Gene therapy specialists Voyager Therapeutics, with a particular focus on central nervous system application, were in the news again last week. The company entered into a strategic collaboration with global pharma giants AbbVie to develop gene therapy mediated treatments for Alzheimer’s disease.
NASDAQ-listed Voyager has more than doubled its market value in the last 12-month period. The deal with AbbVie certainly contributed as Voyager received USD 69 million in cash as the deal was penned down and it also sees the Cambridge, Massachusetts-based biotech earn a potential USD 1 billion in stepwise milestone payments should the program be successfully developed. However, Voyager earned its fame last year as the company revealed initial data from their clinical trial in patients with Parkinson’s disease.

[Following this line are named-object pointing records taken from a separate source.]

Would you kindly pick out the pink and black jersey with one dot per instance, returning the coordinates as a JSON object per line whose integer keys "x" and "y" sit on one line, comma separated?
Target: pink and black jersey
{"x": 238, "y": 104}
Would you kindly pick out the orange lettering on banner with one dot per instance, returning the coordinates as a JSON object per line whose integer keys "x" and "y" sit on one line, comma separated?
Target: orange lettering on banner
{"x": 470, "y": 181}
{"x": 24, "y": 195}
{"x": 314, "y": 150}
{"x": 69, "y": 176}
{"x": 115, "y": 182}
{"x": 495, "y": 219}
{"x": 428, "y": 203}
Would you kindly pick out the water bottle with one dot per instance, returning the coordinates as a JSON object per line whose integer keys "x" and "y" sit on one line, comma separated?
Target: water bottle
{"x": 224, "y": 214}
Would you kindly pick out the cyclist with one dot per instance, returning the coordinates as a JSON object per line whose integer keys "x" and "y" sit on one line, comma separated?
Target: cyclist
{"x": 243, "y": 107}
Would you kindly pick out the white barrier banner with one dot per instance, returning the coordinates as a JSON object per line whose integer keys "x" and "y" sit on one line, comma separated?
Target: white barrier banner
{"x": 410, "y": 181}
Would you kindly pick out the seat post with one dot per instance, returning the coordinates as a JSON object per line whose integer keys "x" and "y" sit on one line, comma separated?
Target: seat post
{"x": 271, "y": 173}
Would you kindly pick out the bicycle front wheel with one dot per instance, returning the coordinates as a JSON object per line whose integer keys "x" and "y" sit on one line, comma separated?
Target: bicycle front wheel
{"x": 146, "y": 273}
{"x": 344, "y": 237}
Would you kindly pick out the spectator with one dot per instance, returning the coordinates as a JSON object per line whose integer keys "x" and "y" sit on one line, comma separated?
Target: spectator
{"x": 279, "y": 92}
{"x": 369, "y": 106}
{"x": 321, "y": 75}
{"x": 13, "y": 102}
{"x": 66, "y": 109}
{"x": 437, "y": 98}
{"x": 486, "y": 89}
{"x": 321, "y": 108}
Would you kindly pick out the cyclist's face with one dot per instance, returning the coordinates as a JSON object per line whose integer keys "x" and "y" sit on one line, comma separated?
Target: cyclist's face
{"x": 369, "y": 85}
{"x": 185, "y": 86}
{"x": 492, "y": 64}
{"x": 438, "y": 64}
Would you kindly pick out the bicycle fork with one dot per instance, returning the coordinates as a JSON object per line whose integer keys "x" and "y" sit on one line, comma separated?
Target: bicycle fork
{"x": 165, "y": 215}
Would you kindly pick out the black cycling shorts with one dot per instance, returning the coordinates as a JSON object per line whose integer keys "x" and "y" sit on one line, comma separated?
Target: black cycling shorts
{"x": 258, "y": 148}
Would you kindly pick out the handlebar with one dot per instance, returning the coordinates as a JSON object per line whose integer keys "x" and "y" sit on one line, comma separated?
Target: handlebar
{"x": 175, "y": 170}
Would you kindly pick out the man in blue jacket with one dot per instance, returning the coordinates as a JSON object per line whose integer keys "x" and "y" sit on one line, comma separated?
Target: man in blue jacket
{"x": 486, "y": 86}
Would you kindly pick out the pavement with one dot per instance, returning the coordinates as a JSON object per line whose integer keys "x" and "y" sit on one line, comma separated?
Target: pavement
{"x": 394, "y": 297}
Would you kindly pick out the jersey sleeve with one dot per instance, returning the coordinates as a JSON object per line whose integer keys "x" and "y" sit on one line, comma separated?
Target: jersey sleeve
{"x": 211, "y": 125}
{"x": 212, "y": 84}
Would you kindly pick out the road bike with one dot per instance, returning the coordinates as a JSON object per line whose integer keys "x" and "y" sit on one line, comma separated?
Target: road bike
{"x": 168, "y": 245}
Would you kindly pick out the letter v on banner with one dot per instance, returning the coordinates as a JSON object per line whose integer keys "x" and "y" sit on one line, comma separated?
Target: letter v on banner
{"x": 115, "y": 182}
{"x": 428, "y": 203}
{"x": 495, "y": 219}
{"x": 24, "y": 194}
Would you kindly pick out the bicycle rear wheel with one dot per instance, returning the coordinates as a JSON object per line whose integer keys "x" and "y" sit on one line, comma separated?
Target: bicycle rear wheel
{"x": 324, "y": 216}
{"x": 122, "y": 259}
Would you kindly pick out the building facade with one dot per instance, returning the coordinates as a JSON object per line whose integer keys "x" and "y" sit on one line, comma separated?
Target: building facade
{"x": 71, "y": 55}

Although that data comprised of only a small number of patients with varying doses it was unique in many ways. First of course, the results were positive; neuronal cells in the patients started producing increasing levels of dopamine (the missing protein contributing the Parkinson’s symptoms), the patients experienced less troublesome involuntary movements (a hallmark for this disease), and they needed less dopamine replacement medicines. Secondly, the treatment is for a non-hereditary neurodegenerative disease which is a first. Other gene therapy approaches so far have focused on genetically caused disorders that patients are born with and often tend to be more acute, even at low ages. This therefore brings some hope to the development of an Alzheimer’s gene therapy, as all attempts so far to bring new drugs to patients with this disease have failed.
Besides Voyager, there was another high-profile gene technology deal that was announced last week. The Kite Pharma division of Gilead Sciences signed a collaborative agreement with Sangamo Therapeutics in order to further boost Kite’s T-cell capabilities to treat cancer. As a reminder, Kite was acquired last by Gilead year in a USD 12 billion deal.
Sangamo are gene editing specialists. Gene editing hold the promise of conducting more precise changes to the genome with the potential to treat a wider array of diseases than the gene therapies employed thus far. A group of companies using the much renowned CRISPR technology for gene editing has gotten most of the attention lately, but Sangamo are using an alternative proprietary approach called Zinc-finger, which led the company to be the first in gene editing to study the approach in humans with clinical trials ongoing in two hereditary metabolic disorders. Now Sangamo, will receive USD 150 million upfront potentially up to USD 3 billion in further milestone payments as Kite/Gilead will use Sangamo’s technology to improve their T-cell therapy. In other words, there will be ample opportunities to revisit the gene technology space in 2018 and beyond.